Monday 1 November 2010

Lecture 5: The Beatles: A Hard Day’s Night (1964) Examining Popular Music as Cultural Phenomenon

In lecture 5, we examined the cultural effect The Beatles had on British Society. The context related to the two themes, ‘consumption’ and the ‘culture industry’.
Popular music is ‘standardised’. Adorno in Storey (2003) points out that ‘standardisation’ extends from the most general features to the most specific ones.
Once a musical or lyrical pattern has proven successful, it is exploited to commercial exhaustion. Popular music promotes passive listening.
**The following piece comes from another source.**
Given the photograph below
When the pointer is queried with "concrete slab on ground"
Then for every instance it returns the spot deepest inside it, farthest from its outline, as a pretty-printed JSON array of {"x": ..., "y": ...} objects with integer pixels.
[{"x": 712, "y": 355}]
The consumption of popular music is always passive, endless, repetitive and confirming the world ‘as it is’. Passive consumers buy DVDs, novels, CDs and videos. However, non-passive consumers create their own meanings of popular music.
Storey (2003) suggests that popular music operates as ‘social cement’. Its ‘psychological function is to achieve that the consumers of popular music adjust to the mechanisms of present-day life. Consumption is an active process of day-to-day life.
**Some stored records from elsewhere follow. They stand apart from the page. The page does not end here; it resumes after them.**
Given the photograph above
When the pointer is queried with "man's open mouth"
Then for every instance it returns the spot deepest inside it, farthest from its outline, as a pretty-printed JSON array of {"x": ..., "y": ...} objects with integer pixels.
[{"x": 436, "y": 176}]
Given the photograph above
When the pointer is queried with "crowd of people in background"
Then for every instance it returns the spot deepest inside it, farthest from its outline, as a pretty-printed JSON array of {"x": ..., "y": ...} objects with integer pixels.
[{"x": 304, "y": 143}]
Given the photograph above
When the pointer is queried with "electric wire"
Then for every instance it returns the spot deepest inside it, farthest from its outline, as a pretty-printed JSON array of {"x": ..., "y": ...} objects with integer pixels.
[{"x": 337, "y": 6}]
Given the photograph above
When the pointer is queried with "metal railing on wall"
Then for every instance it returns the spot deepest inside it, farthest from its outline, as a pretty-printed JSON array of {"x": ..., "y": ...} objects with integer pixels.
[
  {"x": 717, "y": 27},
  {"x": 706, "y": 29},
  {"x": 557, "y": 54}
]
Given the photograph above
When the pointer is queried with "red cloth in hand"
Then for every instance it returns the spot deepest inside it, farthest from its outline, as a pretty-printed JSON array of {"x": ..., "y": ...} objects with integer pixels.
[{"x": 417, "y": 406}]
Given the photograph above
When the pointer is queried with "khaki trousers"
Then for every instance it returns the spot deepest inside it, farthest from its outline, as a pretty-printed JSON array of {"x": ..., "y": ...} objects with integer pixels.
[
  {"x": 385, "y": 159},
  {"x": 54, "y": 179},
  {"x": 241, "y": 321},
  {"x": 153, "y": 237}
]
The music industry is a capitalist industry therefore; industrial societies produce pop music, creating a technological phenomenon. The popular music industry is an all-consuming production line that creates mass produced and inferior commodities. The cultural industry compels consumers to buy commodities produced by the media industry; (buying CDs and DVDs of popular music for example, The Beatles).
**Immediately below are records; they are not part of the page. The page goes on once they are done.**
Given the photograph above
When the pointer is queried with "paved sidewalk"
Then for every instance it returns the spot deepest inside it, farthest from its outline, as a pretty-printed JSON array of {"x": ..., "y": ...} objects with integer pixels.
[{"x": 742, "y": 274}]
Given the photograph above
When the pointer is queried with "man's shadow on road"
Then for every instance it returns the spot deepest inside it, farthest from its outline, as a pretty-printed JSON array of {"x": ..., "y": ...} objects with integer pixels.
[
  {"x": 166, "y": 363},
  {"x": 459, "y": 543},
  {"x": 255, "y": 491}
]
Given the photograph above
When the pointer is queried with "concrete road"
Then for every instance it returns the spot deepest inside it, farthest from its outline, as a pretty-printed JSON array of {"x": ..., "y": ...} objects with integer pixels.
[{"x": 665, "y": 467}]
Youth culture is seen as ‘structured irresponsibility’. In The Beatles, the opening scene of the train is an example of ‘structured irresponsibility’. In this film, we saw an authentic subculture colliding with an inauthentic, mass-produced mainstream or dominant culture.
Youth culture is a hybrid within mass-mediated consumer capitalism. Youth culture is a global phenomenon, a post-modern culture created by productive consumers.
Overall, consumption is an active, creative and productive process, concerned with pleasure, identity and the production of meaning.